Juan Ramón Torregrosa lleva desde 1975 regalándonos, en palabras de Antonio Carvajal, «poemas intensísimos, de limpia dicción y conmovedora verdad». Prueba de ello es la antología inversa El tiempo y la semilla que acaba de ver la luz a través de Eda Libros y que recoge sus mejores poemas hasta 2013. En lo que Torregrosa sí era inédito era en el terreno de la narrativa, hasta que ha llegado este Céfiro y Nube, que publica Ediciones Frutos del Tiempo en su colección Fif%ty y que constituye una delicadísima evocación nostálgica del mundo infantil del autor durante los últimos años de la década de 1960. La novela narra la breve historia de amor de un niño de 13 años y la inevitable transformación que esa experiencia auroral obra en él, abriéndole las inciertas puertas del mundo adulto. El gran acierto de la primera novela de Torregrosa es justamente esa capacidad evocadora, y no solo por la evocación misma, tan sugestiva, sino por la ternura, deliciosamente ingenua, con que se rememora aquel tiempo ya periclitado.
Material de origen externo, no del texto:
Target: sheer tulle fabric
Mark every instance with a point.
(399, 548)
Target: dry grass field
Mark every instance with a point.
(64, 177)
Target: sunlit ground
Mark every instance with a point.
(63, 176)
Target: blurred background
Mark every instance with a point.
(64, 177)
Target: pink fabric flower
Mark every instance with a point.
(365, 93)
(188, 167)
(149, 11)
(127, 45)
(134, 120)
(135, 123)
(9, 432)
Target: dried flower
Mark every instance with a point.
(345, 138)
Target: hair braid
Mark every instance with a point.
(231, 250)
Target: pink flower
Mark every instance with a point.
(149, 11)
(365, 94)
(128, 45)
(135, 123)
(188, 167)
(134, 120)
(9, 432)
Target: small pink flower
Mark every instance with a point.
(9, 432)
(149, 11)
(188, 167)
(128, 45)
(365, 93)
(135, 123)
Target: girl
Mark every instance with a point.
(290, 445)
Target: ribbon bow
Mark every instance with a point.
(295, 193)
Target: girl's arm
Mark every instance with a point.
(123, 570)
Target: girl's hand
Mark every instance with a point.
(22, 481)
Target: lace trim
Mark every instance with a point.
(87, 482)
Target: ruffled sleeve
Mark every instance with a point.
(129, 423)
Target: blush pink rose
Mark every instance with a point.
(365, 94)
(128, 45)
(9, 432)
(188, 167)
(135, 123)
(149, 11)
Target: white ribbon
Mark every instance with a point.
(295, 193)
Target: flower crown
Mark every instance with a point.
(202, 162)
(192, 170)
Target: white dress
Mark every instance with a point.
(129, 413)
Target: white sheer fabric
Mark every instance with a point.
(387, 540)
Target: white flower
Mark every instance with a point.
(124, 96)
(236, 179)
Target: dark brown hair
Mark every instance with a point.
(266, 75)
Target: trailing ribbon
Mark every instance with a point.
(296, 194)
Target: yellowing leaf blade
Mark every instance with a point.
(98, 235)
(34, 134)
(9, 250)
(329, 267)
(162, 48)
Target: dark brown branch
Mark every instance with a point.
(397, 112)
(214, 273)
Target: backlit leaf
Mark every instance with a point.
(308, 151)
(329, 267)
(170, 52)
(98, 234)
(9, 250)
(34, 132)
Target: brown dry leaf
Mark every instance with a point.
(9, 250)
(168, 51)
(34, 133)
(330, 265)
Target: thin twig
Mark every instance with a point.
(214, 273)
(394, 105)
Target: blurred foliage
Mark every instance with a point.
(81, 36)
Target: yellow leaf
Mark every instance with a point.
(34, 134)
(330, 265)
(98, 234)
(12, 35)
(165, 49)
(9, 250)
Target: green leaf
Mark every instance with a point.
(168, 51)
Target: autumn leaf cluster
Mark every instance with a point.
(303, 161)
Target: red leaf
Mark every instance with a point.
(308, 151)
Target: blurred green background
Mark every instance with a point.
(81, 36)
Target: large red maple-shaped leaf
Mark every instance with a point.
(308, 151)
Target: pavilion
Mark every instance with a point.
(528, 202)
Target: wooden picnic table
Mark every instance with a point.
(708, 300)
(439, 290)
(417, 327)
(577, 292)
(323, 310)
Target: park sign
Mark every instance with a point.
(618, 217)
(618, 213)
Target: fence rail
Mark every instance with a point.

Céfiro y Nube es una novela blanca, amable, un hermoso canto a la inocencia que conmueve porque nos acerca con un cariñosísimo cuidado el candor y la sensibilidad limpios de su atribulado protagonista en las primeras lides del amor. Uno se pasa toda la lectura del libro esbozando una sonrisa casi paternal y acogiendo a ese niño apocado en el corazón. Ese efecto lo logra Torregrosa a través de su magistral dominio de la voz narrativa, cuyo tono es tan difícil de alcanzar en este tipo de novelas pero que el autor sabe modular para imbricar perfectamente al narrador adulto, encargado de hilar los recuerdos, con la voz del niño.
Por otro lado, la
rememoración de aquella época está jalonada de una dosificada alusión a las
costumbres y referentes culturales del momento: la música (Sandie Shaw, Los bravos, Françoise Hardy, The Monkees, The Beatles…); las series de televisión (para los que disponían de
ella) como Bonanza; los tebeos
tendidos de unas pinzas en los quioscos, como El capitán Trueno; los guateques; los juegos infantiles; las
mágicas noches de San Juan; las procesiones; la faena de los pescadores; las
marcas de coches y motocicletas; la percepción de la masculinidad; el
incipiente turismo; los planes de estudio del régimen; la vida en la escuela
con el consabido abusón; los indicios de la modernidad europea a través de
revistas como Paris Match, etcétera.
En la novela se pueden
rastrear también numerosos ecos literarios que Juan Ramón, profesor de
Literatura durante tantos años, no podía, claro, soslayar. Así, el nombre de
los protagonistas, Céfiro y Nube, recoge la tradición garcilasista de las
églogas; el sufridor muchacho evoca los ojos desasidos de la niña amada a la
manera becqueriana de la rima XIV; la escuela a la que mandan a estudiar a
Céfiro se halla en Oleza, topónimo que ya usara Gabriel Miró para referirse a
Orihuela. Por no hablar de los capítulos «Amor cortés» y «Metamorfosis» donde
la literatura se muestra ya explícitamente al servicio de los sentimientos del
joven protagonista, cuyo carácter sensible no acaba de hacerle encajar entre
sus amigos varones. Sobre la suerte de nuestro pequeño Céfiro con su idealizada
Nube juzguen ustedes mismos a través de los nombres elegidos para la pareja
protagonista. Tampoco importa demasiado. A la postre, Céfiro, a quien la
mitología asignó el epíteto «de aliento dulce» fue luego un ligón de órdago. A
nosotros, este otro Céfiro nos ha conquistado también, acariciándonos el
corazón como esa brisa que preludia la primavera que fue.